To satisfy the activity test contained in the child-care legislation, at least one parent needs to be engaged in work, job-search activities, job training, drug rehabilitation, or mental-health treatment, among other things. According to the Congressional Research Service, this test will make about 5 percent of children ineligible for benefits. And those 5 percent will be among the poorest and most vulnerable kids in the country.

In addition to cruelly excluding the most disadvantaged children from the benefit, this activity test will be annoying and intrusive for many families enrolled in the program. People who work informal jobs will have to gather evidence to prove that they are eligible. People who lose jobs will have to reveal this hardship and then demonstrate that they are looking for work. Others will need to share their mental-health and drug problems and provide proof of treatment.

Making parents expose potentially painful and embarrassing aspects of their life, just so they can have child care and the government can figure out which poor kids to kick out of child-care centers, is both cruel and ridiculous.

When confronted with these design problems, many political observers will no doubt respond that, although the program is not perfect, something is better than nothing. But in many places, the result of this legislation actually will be nothing, because it allows state governments to choose whether or not to participate.

When the Obama administration expanded Medicaid under the Affordable Care Act in 2010, 24 states chose not to participate, and even today, 12 states continue as holdouts. More recently, when pandemic unemployment benefits were extended this year, 26 states chose not to participate.

This child-care legislation will likely spur the same result. Republican governors, who are already disposed to reject social-spending increases, especially if that will undermine a sitting Democratic president, will point to the middle-class price hikes, the asymmetrical treatment of stay-at-home parents, the asymmetrical treatment of church-based child-care providers, and the temporary nature of the program as reasons for not participating.

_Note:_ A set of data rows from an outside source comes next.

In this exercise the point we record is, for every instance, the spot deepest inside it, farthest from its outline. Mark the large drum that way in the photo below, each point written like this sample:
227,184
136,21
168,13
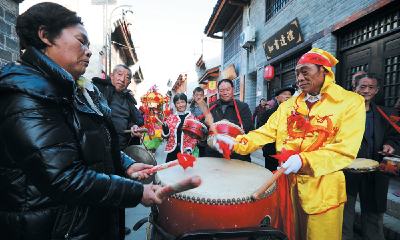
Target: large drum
140,155
194,129
224,128
392,166
222,201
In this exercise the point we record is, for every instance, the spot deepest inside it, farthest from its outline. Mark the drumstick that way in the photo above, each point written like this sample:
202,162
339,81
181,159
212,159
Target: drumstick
183,160
154,169
390,154
184,185
141,130
266,185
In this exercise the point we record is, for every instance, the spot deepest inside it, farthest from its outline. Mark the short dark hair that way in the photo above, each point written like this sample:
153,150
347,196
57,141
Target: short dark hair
123,66
198,89
180,96
52,16
225,80
377,77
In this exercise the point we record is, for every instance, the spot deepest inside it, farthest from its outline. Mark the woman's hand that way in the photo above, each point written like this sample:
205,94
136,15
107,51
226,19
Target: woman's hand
149,197
138,167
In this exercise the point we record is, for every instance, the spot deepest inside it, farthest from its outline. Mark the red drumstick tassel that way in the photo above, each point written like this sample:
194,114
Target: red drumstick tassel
225,149
186,160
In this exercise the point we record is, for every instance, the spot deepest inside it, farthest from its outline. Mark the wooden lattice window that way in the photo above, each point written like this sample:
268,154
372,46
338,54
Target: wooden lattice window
371,29
272,7
232,42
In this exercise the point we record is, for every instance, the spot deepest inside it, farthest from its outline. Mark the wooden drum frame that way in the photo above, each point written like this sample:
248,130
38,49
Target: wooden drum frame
222,201
362,165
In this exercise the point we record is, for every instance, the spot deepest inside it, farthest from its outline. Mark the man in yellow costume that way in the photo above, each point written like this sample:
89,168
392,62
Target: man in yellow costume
318,133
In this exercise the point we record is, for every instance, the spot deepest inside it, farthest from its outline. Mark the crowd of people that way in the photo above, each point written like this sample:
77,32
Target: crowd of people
64,173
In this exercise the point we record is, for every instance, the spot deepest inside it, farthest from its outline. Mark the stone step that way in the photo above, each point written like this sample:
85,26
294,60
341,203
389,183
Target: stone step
391,225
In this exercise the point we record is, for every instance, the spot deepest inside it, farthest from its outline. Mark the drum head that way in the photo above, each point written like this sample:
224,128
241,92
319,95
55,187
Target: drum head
221,179
363,165
140,155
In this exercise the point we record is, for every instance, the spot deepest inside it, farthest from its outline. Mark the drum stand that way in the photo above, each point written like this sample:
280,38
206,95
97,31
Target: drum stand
263,232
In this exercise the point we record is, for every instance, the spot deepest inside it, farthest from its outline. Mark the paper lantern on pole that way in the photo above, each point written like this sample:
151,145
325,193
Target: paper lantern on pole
269,73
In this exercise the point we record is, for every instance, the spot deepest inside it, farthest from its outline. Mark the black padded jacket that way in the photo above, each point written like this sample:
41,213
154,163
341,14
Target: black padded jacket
60,168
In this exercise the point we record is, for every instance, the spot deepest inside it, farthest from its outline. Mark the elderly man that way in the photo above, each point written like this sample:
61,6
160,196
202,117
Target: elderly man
120,99
258,111
224,109
318,133
195,109
372,187
123,111
281,95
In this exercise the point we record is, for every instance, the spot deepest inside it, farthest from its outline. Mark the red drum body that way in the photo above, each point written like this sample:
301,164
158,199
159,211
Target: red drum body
222,201
194,129
225,128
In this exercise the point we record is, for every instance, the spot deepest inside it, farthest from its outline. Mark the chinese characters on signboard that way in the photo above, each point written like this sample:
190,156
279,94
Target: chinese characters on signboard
286,38
212,87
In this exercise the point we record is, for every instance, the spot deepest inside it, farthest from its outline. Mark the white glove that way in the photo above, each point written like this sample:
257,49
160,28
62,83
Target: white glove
226,140
293,164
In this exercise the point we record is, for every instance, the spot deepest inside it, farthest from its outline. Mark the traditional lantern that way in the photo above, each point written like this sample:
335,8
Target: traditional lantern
268,73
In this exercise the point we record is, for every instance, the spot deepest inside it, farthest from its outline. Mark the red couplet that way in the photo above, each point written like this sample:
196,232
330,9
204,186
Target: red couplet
177,216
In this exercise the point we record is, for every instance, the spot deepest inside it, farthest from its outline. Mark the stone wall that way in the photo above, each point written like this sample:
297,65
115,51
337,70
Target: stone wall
313,15
9,44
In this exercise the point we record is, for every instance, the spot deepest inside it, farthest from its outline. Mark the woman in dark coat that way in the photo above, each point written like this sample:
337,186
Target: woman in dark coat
60,167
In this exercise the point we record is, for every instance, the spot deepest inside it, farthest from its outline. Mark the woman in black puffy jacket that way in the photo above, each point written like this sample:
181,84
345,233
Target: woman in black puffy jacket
61,174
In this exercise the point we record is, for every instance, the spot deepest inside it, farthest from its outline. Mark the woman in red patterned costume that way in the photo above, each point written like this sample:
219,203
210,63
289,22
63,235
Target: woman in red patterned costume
177,140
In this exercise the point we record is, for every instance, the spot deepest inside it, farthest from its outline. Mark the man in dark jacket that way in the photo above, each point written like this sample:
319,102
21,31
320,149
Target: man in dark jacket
122,103
225,110
281,95
120,99
372,187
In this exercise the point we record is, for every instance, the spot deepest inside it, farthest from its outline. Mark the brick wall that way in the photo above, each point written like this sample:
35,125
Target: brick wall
313,16
9,44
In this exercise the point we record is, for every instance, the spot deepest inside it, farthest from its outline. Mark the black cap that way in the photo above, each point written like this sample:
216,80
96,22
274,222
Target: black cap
279,91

More than 30 percent of the nation’s young children—and 44 percent of the nation’s young Black children—live in the 12 states that still refuse to participate in Medicaid expansion. Nearly half of America’s young children live in the 26 states that opted out of the extended pandemic unemployment benefits earlier this year. These figures should provide a sense of how many children are likely to be excluded from the new child-care program if the Democrats design it so that states can choose not to participate.

All of these problems are fixable, provided the Democrats are willing to spend more money.

Democrats can simply eliminate the activity test from the bill and provide subsidies to all parents. These ideas are hardly foreign to Democrats: Their universal-pre-K proposal does not include an activity test and provides subsidies to all parents. And the federal government could directly administer the program in states that choose not to participate, just as it runs ACA exchanges in states that have chosen not to set one up.

If Democrats can’t rally support for these kinds of simple changes, they may need to ask themselves whether setting up a cheap, badly designed, temporary program is better than beefing up other parts of the “Build Back Better” agenda. If the program turns out to be a mess, it might not be extended in 2028, and wind up a footnote in the history of America’s failed child-care system rather than the beginning of a lasting solution to the problem.